June 2, 2014

Reading as an act of protest in Thailand

by

Bangkok after Thai Royal Army coup d'etat government on May 23,2014 in Bangkok. ©Prasit Rodphan. Via Shutterstock

Bangkok after Thai Royal Army coup d’etat government on May 23,2014 in Bangkok.
©Prasit Rodphan. Via Shutterstock

George Orwell’s classic dystopian novel Nineteen Eighty-Four has become a symbol of protest in a country where the government has become increasingly Orwellian. Following a military coup in Thailand last month, the ruling junta has threatened to crack down on even peaceful protests, and, Todd Pitman writes for the Associated Press (linked here via The Huffington Post), the act of reading in public has itself became “an act of resistance.”

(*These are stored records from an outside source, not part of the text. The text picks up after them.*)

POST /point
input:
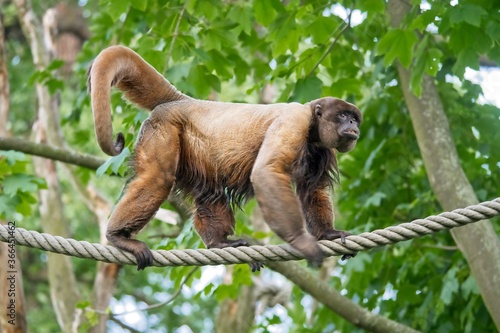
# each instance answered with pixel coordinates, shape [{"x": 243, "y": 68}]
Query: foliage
[{"x": 231, "y": 51}]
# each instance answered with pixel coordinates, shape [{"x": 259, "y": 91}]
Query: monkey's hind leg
[
  {"x": 156, "y": 158},
  {"x": 214, "y": 223}
]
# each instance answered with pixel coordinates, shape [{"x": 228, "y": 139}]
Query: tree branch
[
  {"x": 174, "y": 37},
  {"x": 51, "y": 152},
  {"x": 330, "y": 48}
]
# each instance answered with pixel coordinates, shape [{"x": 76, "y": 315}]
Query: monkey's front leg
[
  {"x": 214, "y": 223},
  {"x": 318, "y": 210}
]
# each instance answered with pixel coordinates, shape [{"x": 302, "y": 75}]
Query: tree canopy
[{"x": 273, "y": 51}]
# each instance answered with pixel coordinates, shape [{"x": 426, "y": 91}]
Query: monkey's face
[{"x": 336, "y": 124}]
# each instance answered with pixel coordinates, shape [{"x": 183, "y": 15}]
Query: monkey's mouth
[{"x": 350, "y": 135}]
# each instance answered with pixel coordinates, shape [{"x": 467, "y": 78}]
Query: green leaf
[
  {"x": 466, "y": 58},
  {"x": 142, "y": 5},
  {"x": 371, "y": 6},
  {"x": 375, "y": 200},
  {"x": 55, "y": 64},
  {"x": 203, "y": 81},
  {"x": 243, "y": 15},
  {"x": 219, "y": 36},
  {"x": 468, "y": 287},
  {"x": 8, "y": 205},
  {"x": 113, "y": 162},
  {"x": 469, "y": 13},
  {"x": 307, "y": 89},
  {"x": 346, "y": 86},
  {"x": 19, "y": 182},
  {"x": 426, "y": 61},
  {"x": 116, "y": 8},
  {"x": 493, "y": 30},
  {"x": 450, "y": 286},
  {"x": 13, "y": 156},
  {"x": 397, "y": 43},
  {"x": 264, "y": 14}
]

Last Saturday, a small group of protesters sat down on a busy elevated walkway in Bangkok, and proceeded to read books that expressed their anger over the army’s takeover of the Thai government. In addition to Nineteen Eighty-Four, they had titles such as Unarmed Insurrection, The Politics of Despotic Paternalism, and The Power of Non-Violent Means.

Pitman describes some of the measures the army has taken that are driving the protests:

Since taking over, the military has made clear it will tolerate no dissent, and it has launched a major campaign to silence critics and censor the media. The junta has warned all citizens against doing anything that might incite conflict, and the list of targets has been long.

At least 14 partisan TV networks have been shut down along with nearly 3,000 unlicensed community radio stations. Independent international TV channels such as CNN and BBC have been blocked along with more than 300 Web pages, including New York-based Human Rights Watch’s Thailand page. Journalists and academics have been summoned by the army. Activists have fled.

One of the book-bearing activists, who—fearing repercussions—asked only to be identified by the nickname Mook, told the AP, “People are angry about this coup, but they can’t express it… So we were looking for an alternative way to resist, a way that is not confrontational. And one of those ways is reading.”

Some bookstores, meanwhile, have pulled potentially controversial books from their shelves, including one of Bangkok’s bigger stores, Kinokuniya. While it hasn’t yet pulled Orwell, protester Kasama Na Nagara points out, “We have Big Brother watching us now. It has become too risky to speak out. It’s sad. But it’s safer to be silent in Thailand right now.”

 

Nick Davies is a publicist at Melville House.